My parents were Fitbit people as soon as the fitness tracking devices hit the market. I’ve wandered into my parents’ kitchen countless times to find my mom pacing laps around the table, trying to hit those 10,000 steps. I never really understood their zeal for tracking every step: I live in New York, so I hit 10,000 steps a day (more or less) as a matter of course. But when I added running into my standard yoga-pilates routine, I started to have the very real fear of my phone flying out of my hand and shattering on the pavement. I began to think more about condensing the tech I brought with me when I exercised, but I wasn’t quite on the bandwagon yet. It wasn’t until I started hearing more about the Fitbit Versa, with its numerous tracking features on top of steps, that I realized I could see where my parents were coming from. Naturally, I asked for one for Christmas.
Reader, this device has been life-changing in the two-ish weeks I’ve had it. Not because of its abilities in step-tracking, or other workout quantification (I developed a stress fracture in my foot from overzealous jogging, so have been strictly on my pilates game), but because of the sleep tracker feature. If I wear the device to sleep, it can infer from my heart rate and its accelerometer not only that I am sleeping, but what stage of sleep I’m in, then spit out a detailed breakdown of how much time I spent in each stage, Conor Heneghan, lead research scientist at Fitbit, tells Bustle.
Having this data available has turned me into a woman obsessed. Previously, I thought I was hitting at least eight or nine hours of sleep a night with ease — I go to bed around 10:30 or 11 p.m. and wake up a little before 8 a.m. without much effort.
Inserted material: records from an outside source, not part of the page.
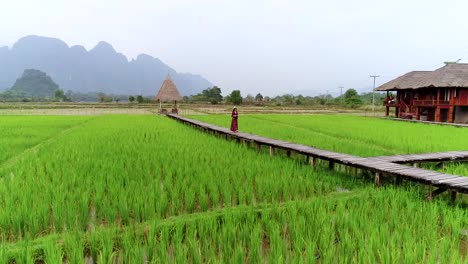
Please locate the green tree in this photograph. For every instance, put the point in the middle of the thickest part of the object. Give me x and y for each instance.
(352, 98)
(213, 95)
(235, 97)
(140, 99)
(259, 97)
(59, 95)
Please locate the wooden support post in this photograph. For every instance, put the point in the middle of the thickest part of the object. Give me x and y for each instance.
(258, 146)
(450, 115)
(437, 114)
(434, 193)
(377, 180)
(244, 142)
(453, 196)
(463, 247)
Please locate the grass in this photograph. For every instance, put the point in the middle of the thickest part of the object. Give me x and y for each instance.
(145, 188)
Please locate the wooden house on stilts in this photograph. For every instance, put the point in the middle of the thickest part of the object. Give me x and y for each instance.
(168, 93)
(440, 95)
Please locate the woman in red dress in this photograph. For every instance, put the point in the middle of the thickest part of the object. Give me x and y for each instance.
(234, 115)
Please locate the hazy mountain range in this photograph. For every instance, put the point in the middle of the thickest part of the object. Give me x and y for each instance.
(100, 69)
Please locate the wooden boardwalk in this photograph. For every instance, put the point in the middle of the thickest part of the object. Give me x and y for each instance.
(426, 157)
(384, 165)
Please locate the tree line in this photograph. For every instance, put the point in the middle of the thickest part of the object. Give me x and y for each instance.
(351, 98)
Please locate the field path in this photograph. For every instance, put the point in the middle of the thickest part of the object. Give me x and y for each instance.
(32, 150)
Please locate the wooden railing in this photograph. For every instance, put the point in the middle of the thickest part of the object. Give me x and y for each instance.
(461, 101)
(429, 102)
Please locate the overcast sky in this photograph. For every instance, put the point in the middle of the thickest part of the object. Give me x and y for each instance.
(272, 47)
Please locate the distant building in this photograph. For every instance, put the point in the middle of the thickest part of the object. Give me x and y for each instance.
(440, 95)
(168, 93)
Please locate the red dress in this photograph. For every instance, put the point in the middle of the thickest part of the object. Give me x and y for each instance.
(234, 121)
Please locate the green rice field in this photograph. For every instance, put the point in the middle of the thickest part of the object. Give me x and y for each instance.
(147, 189)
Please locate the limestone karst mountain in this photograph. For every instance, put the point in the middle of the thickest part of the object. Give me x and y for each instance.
(100, 69)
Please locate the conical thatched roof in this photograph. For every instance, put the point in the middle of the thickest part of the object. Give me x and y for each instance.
(168, 92)
(451, 75)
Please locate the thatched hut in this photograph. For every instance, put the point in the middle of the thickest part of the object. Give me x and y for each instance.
(440, 95)
(168, 93)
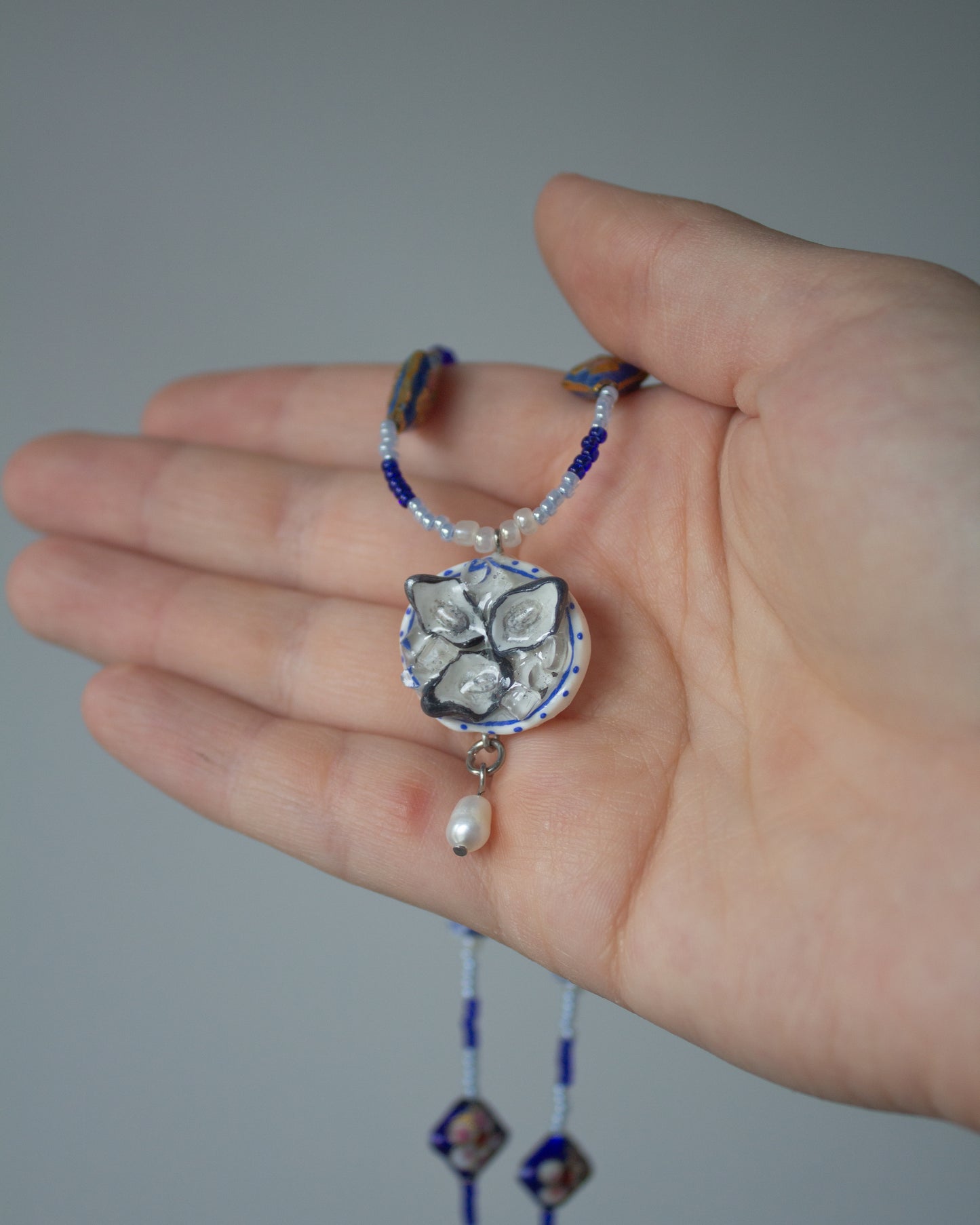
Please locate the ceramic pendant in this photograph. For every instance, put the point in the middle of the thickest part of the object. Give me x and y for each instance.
(493, 644)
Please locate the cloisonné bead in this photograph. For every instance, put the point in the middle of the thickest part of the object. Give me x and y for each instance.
(554, 1171)
(587, 378)
(416, 385)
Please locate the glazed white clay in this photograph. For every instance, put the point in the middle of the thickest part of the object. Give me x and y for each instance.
(493, 644)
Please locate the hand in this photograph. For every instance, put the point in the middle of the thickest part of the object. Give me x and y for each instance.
(758, 825)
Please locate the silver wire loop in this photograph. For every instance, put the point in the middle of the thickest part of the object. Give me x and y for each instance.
(486, 744)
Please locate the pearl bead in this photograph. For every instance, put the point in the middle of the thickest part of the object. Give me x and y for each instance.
(510, 534)
(469, 825)
(606, 398)
(486, 541)
(526, 521)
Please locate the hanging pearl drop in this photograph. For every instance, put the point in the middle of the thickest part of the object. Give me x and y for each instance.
(469, 825)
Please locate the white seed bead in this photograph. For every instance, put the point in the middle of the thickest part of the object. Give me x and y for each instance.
(469, 825)
(526, 521)
(510, 534)
(486, 541)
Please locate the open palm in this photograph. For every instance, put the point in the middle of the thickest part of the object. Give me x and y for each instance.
(758, 825)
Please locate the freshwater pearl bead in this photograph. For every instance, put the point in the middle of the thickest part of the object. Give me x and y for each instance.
(526, 521)
(486, 541)
(469, 825)
(510, 534)
(606, 398)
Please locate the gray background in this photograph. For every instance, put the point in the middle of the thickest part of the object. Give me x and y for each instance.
(194, 1027)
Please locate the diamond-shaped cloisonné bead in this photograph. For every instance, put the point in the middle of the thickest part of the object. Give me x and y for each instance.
(555, 1170)
(468, 1136)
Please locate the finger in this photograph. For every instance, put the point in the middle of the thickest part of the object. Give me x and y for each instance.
(331, 414)
(337, 533)
(705, 299)
(364, 808)
(328, 661)
(374, 810)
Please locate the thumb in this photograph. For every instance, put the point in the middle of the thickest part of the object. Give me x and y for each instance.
(705, 299)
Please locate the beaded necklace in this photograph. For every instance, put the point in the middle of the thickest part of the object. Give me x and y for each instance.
(495, 646)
My wearable tells me, however, that I’m actually typically only rounding out seven and a half hours, sometimes even fewer, on weeknights. The app shows me all the various times I wake up throughout the night, and it turns out there are a lot — I spend up to 20 percent of my time in bed awake, according to an average on my phone. I can’t tell if I’m waking up because of my partner rolling over in bed, a truck passing outside, or nothing at all, but having this info has made me realize I probably should invest in some earplugs, at the very least.
The other mind-blowing part of the tracker is how it breaks down the time you’re spending actually asleep. Quick science break: Everyone’s sleep is broken down into three stages, light, deep, and REM. REM is the time you spend dreaming, and it’s critical for helping you turn what happened that day into long-term memories, according to the National Sleep Foundation. Light sleep and deep sleep, which are important for learning and physical recovery, and supporting your immune system and muscle recovery, respectively, Heneghan tells Bustle. According to my tracker, I’m spending around 40-60 percent of my time in bed in light sleep, around 12-23 percent in deep sleep, and 15-25 percent in REM; this is more or less in line with the “target” ranges Heneghan suggests for healthy sleep.
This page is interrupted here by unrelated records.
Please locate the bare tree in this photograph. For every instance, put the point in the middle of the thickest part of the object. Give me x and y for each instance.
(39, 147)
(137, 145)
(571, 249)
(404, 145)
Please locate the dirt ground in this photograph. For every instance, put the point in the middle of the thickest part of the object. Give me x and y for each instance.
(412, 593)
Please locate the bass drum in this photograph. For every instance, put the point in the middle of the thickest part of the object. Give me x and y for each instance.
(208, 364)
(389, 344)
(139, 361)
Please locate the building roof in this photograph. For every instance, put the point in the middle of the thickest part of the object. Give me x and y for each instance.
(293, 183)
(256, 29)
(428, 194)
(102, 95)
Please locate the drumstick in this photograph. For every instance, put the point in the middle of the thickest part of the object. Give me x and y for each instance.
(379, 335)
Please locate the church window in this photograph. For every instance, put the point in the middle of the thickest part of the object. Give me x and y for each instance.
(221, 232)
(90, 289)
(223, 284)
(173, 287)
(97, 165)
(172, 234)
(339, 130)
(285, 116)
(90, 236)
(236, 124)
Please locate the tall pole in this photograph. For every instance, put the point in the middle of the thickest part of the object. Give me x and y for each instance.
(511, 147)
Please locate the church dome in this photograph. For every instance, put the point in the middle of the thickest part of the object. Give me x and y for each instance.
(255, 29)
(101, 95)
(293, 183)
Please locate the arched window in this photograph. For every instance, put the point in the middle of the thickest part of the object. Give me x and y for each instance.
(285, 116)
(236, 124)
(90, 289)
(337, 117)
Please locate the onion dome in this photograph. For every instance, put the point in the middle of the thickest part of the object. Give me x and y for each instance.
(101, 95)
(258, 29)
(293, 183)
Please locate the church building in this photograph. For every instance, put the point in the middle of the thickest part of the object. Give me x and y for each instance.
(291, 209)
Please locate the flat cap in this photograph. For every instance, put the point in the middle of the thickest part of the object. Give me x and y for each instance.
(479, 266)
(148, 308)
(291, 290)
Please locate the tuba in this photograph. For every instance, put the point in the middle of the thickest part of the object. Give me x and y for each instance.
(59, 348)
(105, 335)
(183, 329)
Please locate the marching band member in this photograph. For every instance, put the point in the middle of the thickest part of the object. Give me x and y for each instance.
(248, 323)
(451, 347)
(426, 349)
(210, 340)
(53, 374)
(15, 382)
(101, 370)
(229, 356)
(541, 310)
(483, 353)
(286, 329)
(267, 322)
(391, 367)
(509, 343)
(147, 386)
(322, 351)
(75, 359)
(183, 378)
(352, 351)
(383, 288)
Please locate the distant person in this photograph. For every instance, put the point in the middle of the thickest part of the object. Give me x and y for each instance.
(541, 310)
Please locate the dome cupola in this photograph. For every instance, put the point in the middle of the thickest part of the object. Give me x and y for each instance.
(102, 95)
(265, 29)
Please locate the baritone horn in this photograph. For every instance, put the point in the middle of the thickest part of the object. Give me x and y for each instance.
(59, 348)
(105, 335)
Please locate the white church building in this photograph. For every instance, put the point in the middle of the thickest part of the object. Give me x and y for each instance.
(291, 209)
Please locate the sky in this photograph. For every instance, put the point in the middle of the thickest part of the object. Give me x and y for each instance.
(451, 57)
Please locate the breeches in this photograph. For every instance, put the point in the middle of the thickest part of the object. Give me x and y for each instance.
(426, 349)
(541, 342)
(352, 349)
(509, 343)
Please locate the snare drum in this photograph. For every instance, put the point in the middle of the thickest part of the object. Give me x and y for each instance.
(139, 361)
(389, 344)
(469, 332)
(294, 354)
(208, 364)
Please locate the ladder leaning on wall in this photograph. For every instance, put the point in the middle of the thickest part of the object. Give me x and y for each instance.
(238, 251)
This is all profoundly cool information — except for the fact that, once you have it, there’s not much you can do aside from know about it. “Obsessively checking progress throughout the day doesn’t give you any new information,” Candace Nelson wrote for SELF in an article about wearable anxiety. While you can make concrete, health-forward changes to things like your step count by simply walking more (though, as Nelson argues, making those changes as a result of feeling badly about your step count isn’t necessarily “healthy” either), sleep optimization is still a bit of a mystery to us. You can set yourself up for success with good sleep hygiene or other practices, but once you’re down for the night, there’s not much you can do to sleep better. (As Great British Bake Off contestants might say as they pop a kouign-amann into the oven, “It’s in the lap of the gods.”)
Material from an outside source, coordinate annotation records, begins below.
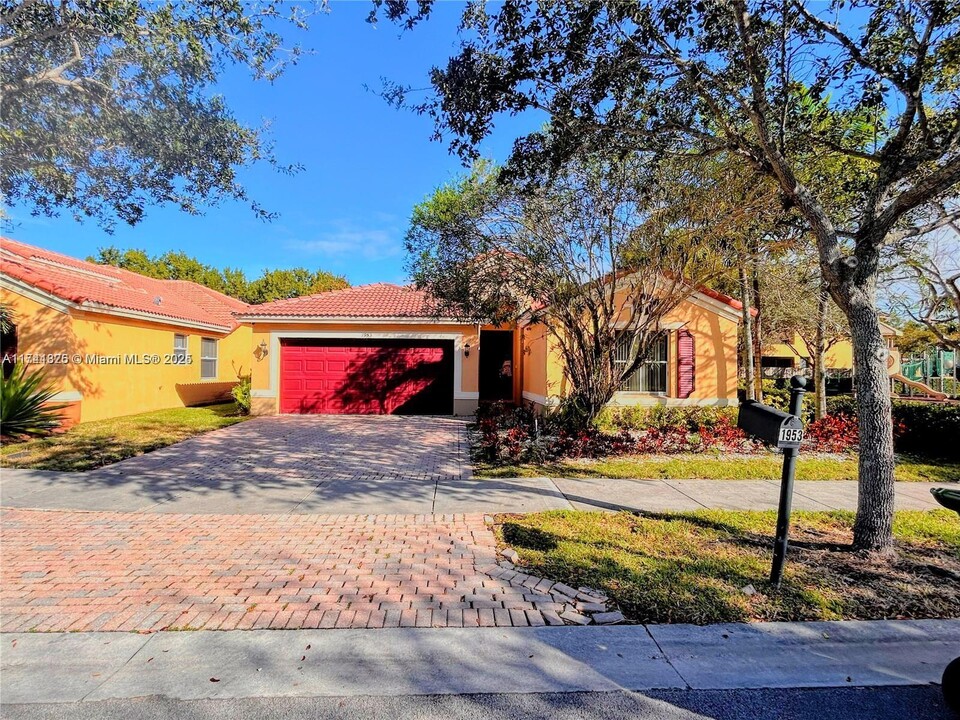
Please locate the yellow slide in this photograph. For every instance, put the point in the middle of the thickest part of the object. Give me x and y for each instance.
(925, 389)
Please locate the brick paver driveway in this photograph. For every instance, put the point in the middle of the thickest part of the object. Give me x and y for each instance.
(85, 571)
(309, 464)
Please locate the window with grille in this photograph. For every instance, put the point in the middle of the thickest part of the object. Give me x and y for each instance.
(180, 347)
(651, 375)
(208, 359)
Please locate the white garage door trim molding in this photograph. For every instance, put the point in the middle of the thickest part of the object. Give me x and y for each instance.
(275, 337)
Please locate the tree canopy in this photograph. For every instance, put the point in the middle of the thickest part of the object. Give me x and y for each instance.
(586, 257)
(107, 107)
(270, 285)
(872, 85)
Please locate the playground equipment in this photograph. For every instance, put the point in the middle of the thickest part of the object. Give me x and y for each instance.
(923, 388)
(934, 368)
(950, 684)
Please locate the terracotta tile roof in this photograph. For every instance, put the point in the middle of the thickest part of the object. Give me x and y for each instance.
(94, 286)
(379, 300)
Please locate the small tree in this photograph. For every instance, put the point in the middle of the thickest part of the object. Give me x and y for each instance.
(780, 84)
(800, 305)
(583, 255)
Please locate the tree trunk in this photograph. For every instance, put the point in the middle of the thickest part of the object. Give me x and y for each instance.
(757, 329)
(748, 363)
(873, 528)
(819, 355)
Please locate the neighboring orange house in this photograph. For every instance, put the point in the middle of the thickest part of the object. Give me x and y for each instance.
(114, 342)
(377, 348)
(694, 364)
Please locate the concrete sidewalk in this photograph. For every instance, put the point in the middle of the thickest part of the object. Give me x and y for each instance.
(378, 494)
(68, 668)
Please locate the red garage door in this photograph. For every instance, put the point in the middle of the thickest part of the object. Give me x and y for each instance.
(383, 377)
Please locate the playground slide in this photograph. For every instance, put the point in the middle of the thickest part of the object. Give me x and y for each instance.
(925, 389)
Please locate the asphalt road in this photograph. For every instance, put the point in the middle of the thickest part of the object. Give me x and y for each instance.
(878, 703)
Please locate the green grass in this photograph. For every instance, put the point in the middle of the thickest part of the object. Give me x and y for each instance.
(691, 567)
(94, 444)
(707, 467)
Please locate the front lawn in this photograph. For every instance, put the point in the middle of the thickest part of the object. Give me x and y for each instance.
(692, 567)
(707, 467)
(94, 444)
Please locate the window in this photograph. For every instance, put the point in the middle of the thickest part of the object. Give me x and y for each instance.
(180, 348)
(208, 359)
(651, 375)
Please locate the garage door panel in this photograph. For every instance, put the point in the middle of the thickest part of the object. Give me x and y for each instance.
(384, 377)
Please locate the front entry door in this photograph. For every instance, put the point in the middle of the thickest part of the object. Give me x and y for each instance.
(496, 365)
Still, what’s helpful about this particular tracker, as Heneghan says, is that it tracks everything (or everything you choose to tell it) and “analyzes trends that may be affecting your sleep.” One potential insight might say, “You sleep a bit better on nights after a run. It’s subtle, but you spend five fewer minutes being restless/awake on those nights,” Heneghan tells Bustle. By having this information in advance, you can make holistic choices that can help your sleep with an eye towards creating helpful future patterns.
It’s been two-ish weeks, and while I can’t say my sleep has gotten any better (yet!), it’s definitely gotten more informed. Having all this information at my fingertips can be a blessing and a curse, but for now I’m excited to see where it takes me.